Sintonia espiritual e fluidos mentais
A
reflexão menciona uma “vibração de amor
que se expande e retorna em música de solidariedade”.
Essa
ideia encontra paralelo direto em A
Gênese, especialmente nos estudos sobre fluidos espirituais.
A
Doutrina Espírita explica que pensamentos e sentimentos produzem irradiações
fluídicas que influenciam o ambiente e as criaturas ao redor.
Assim,
uma escuta realizada com sinceridade, bondade e compaixão não atua apenas
psicologicamente; produz também efeitos espirituais.
Quando
alguém acolhe o aflito com serenidade e amor, transmite-lhe fluidos salutares,
favorecendo equilíbrio emocional e fortalecimento íntimo.
Por outro
lado, a escuta carregada de ironia, impaciência ou malícia cria perturbações
morais que agravam o sofrimento alheio.
A
afinidade vibratória também explica por que determinadas pessoas conseguem
consolar profundamente mesmo usando poucas palavras.
Frequentemente,
o verdadeiro auxílio encontra-se menos no discurso elaborado e mais na vibração
moral transmitida.
Jesus e a pedagogia da escuta
O
Evangelho demonstra que Jesus sabia ouvir profundamente.
Ele
escutava enfermos, aflitos, marginalizados e pecadores sem humilhação nem
desprezo. Não tratava as dores humanas como inconvenientes sociais, mas como
oportunidades de esclarecimento, acolhimento e renovação espiritual.
Ao
conversar com a samaritana, com Zaqueu, com Nicodemos ou com os discípulos
aflitos, Jesus demonstrava atenção integral ao ser humano.
Sua
escuta não era superficial. Penetrava a necessidade real de cada criatura.
Por isso,
na questão 625 de O Livro dos Espíritos,
os Espíritos indicam Jesus como o mais perfeito modelo moral oferecido à
humanidade.
Aprender
a ouvir com o coração é, em essência, aproximar-se dessa pedagogia do amor
ensinada pelo Cristo.
Conclusão
A
humanidade desenvolveu extraordinariamente os meios de comunicação, mas ainda
precisa aprender a arte da comunhão verdadeira entre os Espíritos.
Escutar
com o coração é muito mais do que ouvir palavras. É acolher consciências,
respeitar dores, compreender limitações e reconhecer no próximo um companheiro
de evolução.
A
Doutrina Espírita esclarece que essa capacidade nasce da transformação moral do
indivíduo e da vivência prática da lei de amor, justiça e caridade.
Quando a
consciência desperta orienta os relacionamentos humanos, o diálogo deixa de ser
mero intercâmbio de sons e torna-se instrumento de fraternidade legítima.
Num mundo
marcado pela ansiedade, pela solidão e pelo individualismo, ouvir sinceramente
pode representar autêntico ato de iluminação espiritual.
Talvez
muitas criaturas não necessitem imediatamente de grandes soluções, mas apenas
de alguém que lhes ofereça aquilo que o mundo moderno vem perdendo
gradualmente: presença, compreensão e humanidade.
Referências
- O Livro dos Espíritos. Allan Kardec.
Especialmente questões 621 a 625, 766, 886 e 913.
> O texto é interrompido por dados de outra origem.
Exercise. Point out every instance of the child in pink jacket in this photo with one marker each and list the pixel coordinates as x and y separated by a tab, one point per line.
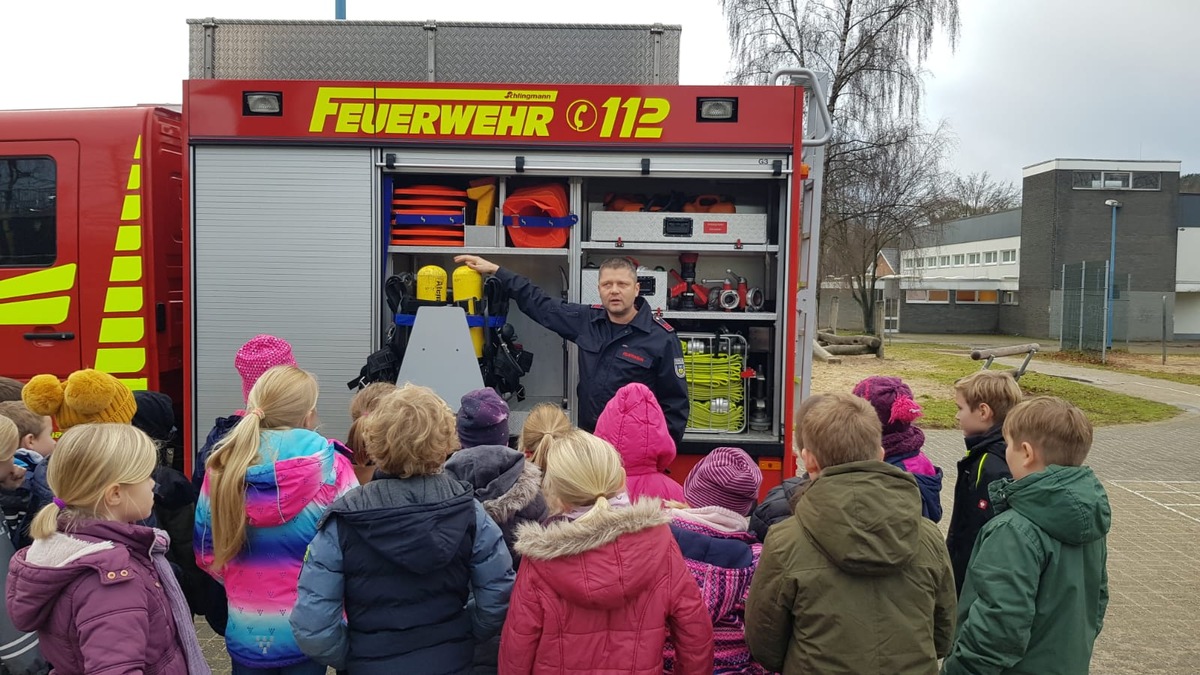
634	423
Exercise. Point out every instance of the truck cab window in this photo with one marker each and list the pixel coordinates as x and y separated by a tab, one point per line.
28	197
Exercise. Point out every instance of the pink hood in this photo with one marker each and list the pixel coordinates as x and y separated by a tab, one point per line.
634	423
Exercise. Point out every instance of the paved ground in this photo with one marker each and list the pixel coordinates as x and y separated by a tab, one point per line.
1186	396
1152	476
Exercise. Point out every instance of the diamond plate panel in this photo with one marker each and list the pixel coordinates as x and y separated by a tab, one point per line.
465	52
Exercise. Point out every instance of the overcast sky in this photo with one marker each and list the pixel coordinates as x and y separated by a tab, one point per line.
1030	79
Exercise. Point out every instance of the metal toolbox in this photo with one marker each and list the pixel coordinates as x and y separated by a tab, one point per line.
678	227
653	282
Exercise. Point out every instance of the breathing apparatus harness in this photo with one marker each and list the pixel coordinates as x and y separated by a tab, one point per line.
503	363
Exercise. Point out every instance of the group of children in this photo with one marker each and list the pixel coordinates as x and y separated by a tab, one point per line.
427	544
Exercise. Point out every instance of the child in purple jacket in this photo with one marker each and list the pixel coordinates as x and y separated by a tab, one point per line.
95	585
903	442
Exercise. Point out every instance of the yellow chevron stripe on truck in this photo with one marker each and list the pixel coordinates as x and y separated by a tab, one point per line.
52	280
123	327
41	311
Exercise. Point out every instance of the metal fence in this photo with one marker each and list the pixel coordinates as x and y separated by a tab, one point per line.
1085	308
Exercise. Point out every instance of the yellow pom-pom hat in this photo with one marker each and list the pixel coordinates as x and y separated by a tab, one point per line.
87	395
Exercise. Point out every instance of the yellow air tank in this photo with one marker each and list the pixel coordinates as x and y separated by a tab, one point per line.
431	284
468	290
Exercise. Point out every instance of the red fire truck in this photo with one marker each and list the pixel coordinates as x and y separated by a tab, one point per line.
91	244
313	184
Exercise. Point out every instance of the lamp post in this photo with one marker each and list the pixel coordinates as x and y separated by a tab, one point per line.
1113	257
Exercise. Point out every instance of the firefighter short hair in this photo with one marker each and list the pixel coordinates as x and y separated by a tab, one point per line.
619	263
1057	429
10	389
27	420
997	388
411	432
838	429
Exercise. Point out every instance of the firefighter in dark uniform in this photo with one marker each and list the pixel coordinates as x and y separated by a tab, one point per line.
619	340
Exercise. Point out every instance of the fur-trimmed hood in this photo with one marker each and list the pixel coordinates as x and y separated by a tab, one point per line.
502	479
600	560
525	491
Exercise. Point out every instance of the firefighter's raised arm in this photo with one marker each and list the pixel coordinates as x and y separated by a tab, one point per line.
564	318
478	263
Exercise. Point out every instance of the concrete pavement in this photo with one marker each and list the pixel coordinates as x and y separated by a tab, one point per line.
1186	396
1152	477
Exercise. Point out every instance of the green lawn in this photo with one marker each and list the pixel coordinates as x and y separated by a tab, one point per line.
933	369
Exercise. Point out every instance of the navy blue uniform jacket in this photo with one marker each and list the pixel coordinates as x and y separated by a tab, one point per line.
611	356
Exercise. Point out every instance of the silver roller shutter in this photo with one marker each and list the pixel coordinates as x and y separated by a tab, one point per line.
282	243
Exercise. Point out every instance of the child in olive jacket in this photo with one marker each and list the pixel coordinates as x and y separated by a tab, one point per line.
1038	586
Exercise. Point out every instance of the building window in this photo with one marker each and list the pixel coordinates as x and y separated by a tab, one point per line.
1146	180
976	297
1115	180
929	297
28	214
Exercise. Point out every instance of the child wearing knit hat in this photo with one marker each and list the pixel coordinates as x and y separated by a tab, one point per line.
256	357
483	419
903	442
719	551
85	395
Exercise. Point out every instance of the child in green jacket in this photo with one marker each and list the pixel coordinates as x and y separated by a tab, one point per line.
1037	587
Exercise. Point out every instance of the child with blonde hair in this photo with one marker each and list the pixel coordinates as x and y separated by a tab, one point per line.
95	585
267	485
1038	584
983	399
545	423
603	586
407	572
857	580
361	405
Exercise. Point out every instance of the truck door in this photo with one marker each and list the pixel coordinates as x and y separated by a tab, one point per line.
39	258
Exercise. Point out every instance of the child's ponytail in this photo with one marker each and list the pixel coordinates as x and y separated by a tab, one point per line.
582	471
88	460
545	424
281	399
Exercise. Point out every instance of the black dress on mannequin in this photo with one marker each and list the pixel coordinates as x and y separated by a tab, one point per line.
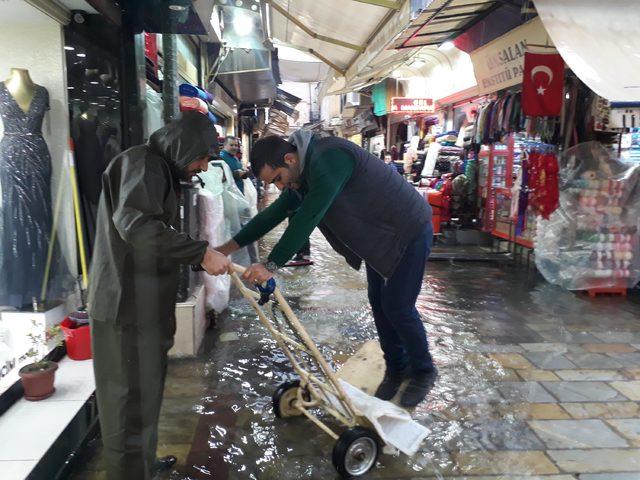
25	213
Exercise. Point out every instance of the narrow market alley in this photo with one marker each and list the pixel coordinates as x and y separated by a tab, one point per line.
534	380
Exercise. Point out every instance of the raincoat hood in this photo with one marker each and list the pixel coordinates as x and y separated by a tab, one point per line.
301	139
185	140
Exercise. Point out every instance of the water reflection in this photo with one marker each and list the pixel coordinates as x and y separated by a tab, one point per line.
478	318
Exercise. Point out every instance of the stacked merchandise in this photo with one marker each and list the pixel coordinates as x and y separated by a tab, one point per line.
591	241
442	155
195	98
278	123
502	116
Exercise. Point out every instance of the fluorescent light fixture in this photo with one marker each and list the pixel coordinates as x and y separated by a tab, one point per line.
446	46
242	24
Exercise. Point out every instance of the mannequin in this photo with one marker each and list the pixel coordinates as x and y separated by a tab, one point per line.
21	88
25	179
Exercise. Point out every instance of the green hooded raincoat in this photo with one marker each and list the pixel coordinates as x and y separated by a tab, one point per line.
133	287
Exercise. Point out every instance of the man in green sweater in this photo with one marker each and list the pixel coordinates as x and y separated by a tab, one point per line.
369	214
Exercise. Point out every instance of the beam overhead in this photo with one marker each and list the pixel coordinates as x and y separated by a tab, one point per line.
310	32
392	4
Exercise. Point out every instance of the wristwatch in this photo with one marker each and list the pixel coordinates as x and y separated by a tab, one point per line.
271	266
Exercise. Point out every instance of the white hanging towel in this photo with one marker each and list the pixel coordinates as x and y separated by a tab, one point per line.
393	424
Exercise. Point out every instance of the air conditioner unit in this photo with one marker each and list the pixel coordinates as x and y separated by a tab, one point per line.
353	99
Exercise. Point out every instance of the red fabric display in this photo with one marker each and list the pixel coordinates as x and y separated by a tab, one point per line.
542	85
193	103
544	195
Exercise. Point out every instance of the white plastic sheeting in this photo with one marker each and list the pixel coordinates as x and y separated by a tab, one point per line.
599	41
237	208
393	424
212	229
591	240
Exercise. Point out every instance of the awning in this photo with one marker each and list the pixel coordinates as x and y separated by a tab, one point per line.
599	41
336	31
444	20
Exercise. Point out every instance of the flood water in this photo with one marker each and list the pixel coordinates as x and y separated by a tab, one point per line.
530	377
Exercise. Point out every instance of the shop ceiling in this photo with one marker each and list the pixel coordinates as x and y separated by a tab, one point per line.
443	20
365	40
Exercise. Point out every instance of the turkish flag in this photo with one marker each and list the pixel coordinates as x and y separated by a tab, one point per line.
542	84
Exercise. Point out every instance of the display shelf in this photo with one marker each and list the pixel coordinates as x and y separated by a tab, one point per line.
34	427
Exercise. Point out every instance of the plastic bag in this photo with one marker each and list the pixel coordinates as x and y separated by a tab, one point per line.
393	424
591	240
212	229
237	211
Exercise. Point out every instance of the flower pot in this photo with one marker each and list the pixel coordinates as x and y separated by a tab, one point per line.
38	382
77	338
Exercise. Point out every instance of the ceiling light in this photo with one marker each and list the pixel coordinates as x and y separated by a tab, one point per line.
446	46
242	24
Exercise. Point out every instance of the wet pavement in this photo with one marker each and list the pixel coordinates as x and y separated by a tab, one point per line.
535	382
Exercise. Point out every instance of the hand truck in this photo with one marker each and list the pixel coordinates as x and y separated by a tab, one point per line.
357	448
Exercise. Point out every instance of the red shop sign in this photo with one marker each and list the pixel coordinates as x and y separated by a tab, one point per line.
412	105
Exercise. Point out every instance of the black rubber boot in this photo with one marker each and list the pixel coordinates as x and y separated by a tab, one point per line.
164	463
390	384
418	387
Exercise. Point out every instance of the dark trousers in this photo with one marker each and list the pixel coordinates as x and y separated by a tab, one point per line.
402	335
130	364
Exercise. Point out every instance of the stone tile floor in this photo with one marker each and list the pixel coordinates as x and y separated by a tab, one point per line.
536	382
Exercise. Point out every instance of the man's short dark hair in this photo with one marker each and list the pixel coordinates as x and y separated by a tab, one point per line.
269	151
228	139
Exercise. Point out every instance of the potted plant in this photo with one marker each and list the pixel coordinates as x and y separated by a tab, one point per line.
38	377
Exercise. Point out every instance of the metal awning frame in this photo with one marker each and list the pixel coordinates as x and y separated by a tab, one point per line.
436	18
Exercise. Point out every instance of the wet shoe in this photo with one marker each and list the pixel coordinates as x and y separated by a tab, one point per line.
164	463
390	384
418	388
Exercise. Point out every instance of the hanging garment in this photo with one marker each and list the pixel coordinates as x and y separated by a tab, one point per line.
26	217
543	183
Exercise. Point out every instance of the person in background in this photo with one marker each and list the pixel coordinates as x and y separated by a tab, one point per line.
134	285
229	154
369	214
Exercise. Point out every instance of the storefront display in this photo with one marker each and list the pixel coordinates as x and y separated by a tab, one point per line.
591	242
25	179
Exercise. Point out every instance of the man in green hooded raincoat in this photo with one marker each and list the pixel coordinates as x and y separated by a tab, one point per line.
134	283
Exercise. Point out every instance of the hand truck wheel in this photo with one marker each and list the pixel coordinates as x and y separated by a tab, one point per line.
355	452
283	399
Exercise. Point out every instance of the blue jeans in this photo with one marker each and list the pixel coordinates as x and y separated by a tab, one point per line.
402	335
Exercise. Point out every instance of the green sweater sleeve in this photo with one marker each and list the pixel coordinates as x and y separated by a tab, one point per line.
326	179
268	219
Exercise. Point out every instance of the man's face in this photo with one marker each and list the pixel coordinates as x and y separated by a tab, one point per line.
232	146
287	176
194	168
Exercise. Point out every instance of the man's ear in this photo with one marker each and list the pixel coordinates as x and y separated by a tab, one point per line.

- O Evangelho segundo o Espiritismo. Allan Kardec. Capítulos XI
(“Amar o próximo como a si mesmo”) e XVII (“Sede perfeitos”).
- A Gênese. Allan Kardec. Capítulo XIV — “Os fluidos”.
- Revista Espírita.Allan Kardec. Coleção de
1858 a 1869. Estudos sobre moral, influência espiritual, educação dos
sentimentos e progresso humano.
- Diretrizes para o Êxito. Pelo Espírito Joanna de
Ângelis. Divaldo Pereira Franco. Produção doutrinária voltada ao
aperfeiçoamento moral e psicológico do ser humano.
- Jesus. Modelo moral
apresentado pela Doutrina Espírita na questão 625 de O Livro dos Espíritos.